Rainbow

Duayne 
Hatchett (
American, 
1925 - 2015)
Rainbow, 1970
Aluminum with blue enamel paint
9’8” x 14.4’ x 4’10”

Duayne Hatchett credits his grandmother with encouraging his interest in art. Born in Shawnee, Oklahoma in 1925, Hatchett was raised by his grandmother during the Depression. He began his studies at the University of Missouri, but enlisted during World War II and served as a fighter pilot. While in Paris, Hatchett constantly visited the Louvre. Upon his return he enrolled at the University of Oklahoma and received his BFA in 1950 and an MFA in Painting two years later. Hatchett taught at Oklahoma City University, the University of Tulsa, Ohio State University, and the University of Buffalo, where he became head of the sculpture department in 1968, a position he held for twenty-four years.

In the 1950s, Hatchett worked with found materials. The sculptures, influence by his training as fighter pilot—with its emphasis on mathematics and physics--explored the themes of flight and escape from density. In the 1960s, the artist realized that the found materials did not lend themselves to the forms that he felt were necessary for his work. He moved toward Minimalism, working with steel and aluminum. The new materials required Hatchett to plan his work in advance, and he began building models and mock-ups of his sculptures. His sculptures took on the relationship to space, rather than mass. They delved into the juxtapositions created by the different placement of lines and planes, surreptitiously defining spatial volumes.
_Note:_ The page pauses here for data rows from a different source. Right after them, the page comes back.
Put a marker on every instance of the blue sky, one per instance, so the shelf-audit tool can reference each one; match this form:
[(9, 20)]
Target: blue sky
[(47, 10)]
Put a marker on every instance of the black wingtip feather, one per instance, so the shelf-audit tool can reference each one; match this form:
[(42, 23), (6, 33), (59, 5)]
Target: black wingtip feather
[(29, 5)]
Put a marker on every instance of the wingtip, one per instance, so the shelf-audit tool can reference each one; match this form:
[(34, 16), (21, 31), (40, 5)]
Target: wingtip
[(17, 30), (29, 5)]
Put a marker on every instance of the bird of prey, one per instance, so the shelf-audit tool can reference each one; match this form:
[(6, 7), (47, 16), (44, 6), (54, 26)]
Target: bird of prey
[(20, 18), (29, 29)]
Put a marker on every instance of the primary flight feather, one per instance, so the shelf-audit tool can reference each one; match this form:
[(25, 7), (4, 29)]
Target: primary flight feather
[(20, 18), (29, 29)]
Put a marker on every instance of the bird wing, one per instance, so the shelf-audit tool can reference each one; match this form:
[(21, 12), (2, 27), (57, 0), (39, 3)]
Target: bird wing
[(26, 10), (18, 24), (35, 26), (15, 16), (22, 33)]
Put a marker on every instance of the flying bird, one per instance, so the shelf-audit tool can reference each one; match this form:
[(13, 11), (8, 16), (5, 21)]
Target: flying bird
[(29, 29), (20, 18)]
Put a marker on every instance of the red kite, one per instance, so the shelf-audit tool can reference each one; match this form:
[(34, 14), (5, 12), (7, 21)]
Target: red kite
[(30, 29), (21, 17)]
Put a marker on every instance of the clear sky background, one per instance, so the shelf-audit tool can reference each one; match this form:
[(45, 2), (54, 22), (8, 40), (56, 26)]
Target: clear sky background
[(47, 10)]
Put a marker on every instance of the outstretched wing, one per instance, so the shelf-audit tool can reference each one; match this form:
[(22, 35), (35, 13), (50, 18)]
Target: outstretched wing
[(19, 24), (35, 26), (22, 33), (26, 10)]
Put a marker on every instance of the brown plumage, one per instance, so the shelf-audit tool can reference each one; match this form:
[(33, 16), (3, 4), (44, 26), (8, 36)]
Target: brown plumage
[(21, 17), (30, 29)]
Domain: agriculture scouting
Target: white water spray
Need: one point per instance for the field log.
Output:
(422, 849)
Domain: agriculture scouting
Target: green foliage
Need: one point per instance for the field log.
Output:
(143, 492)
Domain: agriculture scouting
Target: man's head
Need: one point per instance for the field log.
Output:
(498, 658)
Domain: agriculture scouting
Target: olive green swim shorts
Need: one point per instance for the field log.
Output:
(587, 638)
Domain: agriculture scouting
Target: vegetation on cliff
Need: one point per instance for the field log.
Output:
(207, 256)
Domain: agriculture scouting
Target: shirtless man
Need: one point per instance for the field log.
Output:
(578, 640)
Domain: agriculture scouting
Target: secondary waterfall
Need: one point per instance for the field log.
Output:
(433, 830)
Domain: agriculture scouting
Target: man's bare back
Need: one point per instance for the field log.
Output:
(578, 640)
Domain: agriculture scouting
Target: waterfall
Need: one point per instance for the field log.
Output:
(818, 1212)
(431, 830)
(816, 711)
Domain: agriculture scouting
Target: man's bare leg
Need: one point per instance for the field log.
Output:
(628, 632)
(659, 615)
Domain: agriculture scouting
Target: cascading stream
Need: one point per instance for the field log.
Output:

In the 1970s, Hatchett investigated the possible unions among six planes moving through space, discovering that the most exciting composition was compressed and relatively shallow.

Rainbow, created in 1970, belongs to the series of sculptures exploring the definition of volumes in space. The aluminum structure, painted blue, resembles, as the name suggests, two rainbows joined at one end. The sculpture begins as one thick piece, placed on a diagonal, and split apart into space, opening up into a curving gesture that both slices and engulfs the area. The work’s diagonal and curves add movement and energy to the piece. When viewed from a certain angle, the sculpture appears to be fighting with itself, pushing and pulling in opposite directions. The rainbow components further investigate the idea of volume and space. They consist of two planes each with a small void running between the planes. This void, which Hatchett calls a “reveal”, is placed purposefully to add dynamism to the relationship between the planes, as well as between the planes and the space they bisect.